Dando per buono il peso della gemma, si è analizzata la dicitura del metallo sul certificato. Oggi non si scrive più 18 carati, ma 750/000 (settecentocinquanta/millesimi), e va sempre specificato se si tratta di oro bianco o giallo. Inoltre manca la dichiarazione del peso totale del gioiello, oro e gemma, e la dicitura: “ai sensi dell'artt. 1490 - 1491 c.c.". Quindi in casi come questo più che certificati è opportuno considerarli note informative (spesso neanche esatte, come in questo caso).


NONO CASO: lo zircone sintetico al posto del diamante

Zirconi imitati in laboratorio, anche detti cubic zirconia. Foto da internet.
Terminiamo la nostra carrellata con un caso molto particolare. Un cliente ha dato da montare ad un laboratorio orafo un diamante acquistato in una gioielleria con il certificato di un altro negozio. L'artigiano orafo si è fidato di quanto dichiarato dal certificato e ha provveduto alla lavorazione richiesta. Durante la saldatura però, la pietra si è addirittura sbriciolata a causa del calore. 

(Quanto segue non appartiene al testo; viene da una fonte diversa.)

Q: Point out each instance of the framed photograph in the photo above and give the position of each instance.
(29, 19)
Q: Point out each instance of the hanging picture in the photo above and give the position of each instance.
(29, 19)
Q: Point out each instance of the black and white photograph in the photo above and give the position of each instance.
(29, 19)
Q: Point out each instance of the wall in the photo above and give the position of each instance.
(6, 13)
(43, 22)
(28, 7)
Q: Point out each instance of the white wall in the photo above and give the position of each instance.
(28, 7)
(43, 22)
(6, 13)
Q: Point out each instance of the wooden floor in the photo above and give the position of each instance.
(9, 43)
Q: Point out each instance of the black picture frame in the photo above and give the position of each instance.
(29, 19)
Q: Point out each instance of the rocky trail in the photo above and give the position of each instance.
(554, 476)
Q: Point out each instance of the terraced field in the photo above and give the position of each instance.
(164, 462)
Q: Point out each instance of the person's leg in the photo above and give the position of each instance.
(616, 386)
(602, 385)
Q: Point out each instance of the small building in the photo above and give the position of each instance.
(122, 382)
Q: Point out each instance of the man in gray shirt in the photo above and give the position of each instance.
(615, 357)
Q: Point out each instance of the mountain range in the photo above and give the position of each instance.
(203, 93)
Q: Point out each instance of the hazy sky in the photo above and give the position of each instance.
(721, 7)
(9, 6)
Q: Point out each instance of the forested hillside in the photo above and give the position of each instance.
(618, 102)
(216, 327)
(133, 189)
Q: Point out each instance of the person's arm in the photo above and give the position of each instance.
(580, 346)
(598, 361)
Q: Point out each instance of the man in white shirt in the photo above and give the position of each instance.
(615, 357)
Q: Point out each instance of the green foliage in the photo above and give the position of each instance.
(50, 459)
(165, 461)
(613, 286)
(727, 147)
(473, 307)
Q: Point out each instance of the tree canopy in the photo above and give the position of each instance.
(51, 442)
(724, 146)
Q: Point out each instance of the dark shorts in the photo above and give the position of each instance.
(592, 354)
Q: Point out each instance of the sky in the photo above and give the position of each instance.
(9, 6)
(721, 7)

Dall’esame dei periti è stato riscontrato che in realtà si trattava di uno zircone sintetico. Ora purtroppo sono tutti coinvolti in una causa legale. Il consiglio che è stato dato al cliente è stato quello che acquistare solo gemme certificate IGI, HRD o GIA o in alternativa, di portare con sè un gemmologo che lo consigli durante l’acquisto in gioielleria.




In base ai casi che vi ho presentato, mi è venuto spontaneo fare qualche domanda a Marco, il gemmologo di “Sos Preziosi” che ci ha raccontato gli episodi a lui accaduti, per aiutare i miei lettori a non cadere nelle tante trappole in cui è facile incorrere:

“Marco, quali sono le cose importanti da valutare nel caso si voglia acquistare un gioiello importante?”

“Giulia, ovviamente è difficile rispondere in poche righe a questa domanda. La verità è che in questo campo si dovrebbe comprare solo se si è in grado di riconoscere ed identificare le gemme e i trattamenti, altrimenti meglio lasciar stare e affidarsi ad un professionista. Per me, che sono 32 anni che svolgo questo lavoro, è automatico verificare peso, dimensione, consistenza e altri parametri, ma capisco che un non esperto non sia in grado di valutare.Occorre per lo meno controllare le quotazioni del metallo di cui è fatto il gioiello, e poi analizzare le gemme eventualmente incastonate per poter dare un valore attendibile. Sommando tutti questi valori abbiamo il valore complessivo dell’oggetto, a cui va aggiunto un 20% se appartiene ad una griffe. Consiglio ai meno esperti di acquistare solo gemme tagliate e certificate, quindi in blister sigillato, controllando che la sigillatura sia integra e che il certificato corrisponda alla pietra. Gli enti più sicuri ed importanti a livello internazionale che vendono gemme certificate sono IGI, HRD e GIA. Non bisogna fidarsi delle certificazioni gemmologiche scritte a mano e contenenti dati non specifici, perchè in questi casi è meglio considerarle solo note informative. Se non si è certi di acquistare quanto dichiarato meglio non acquistare”.

“Quali caratteristiche deve avere una certificazione gemmologica seria?”

“Sicuramente la data, la descrizione accurata dell’oggetto, il titolo dell’oro e l’eventuale marchio di identificazione del fabbricante, il tipo di gemme incastonate, il numero, il peso in carati delle stesse e il peso totale dell’oggetto”.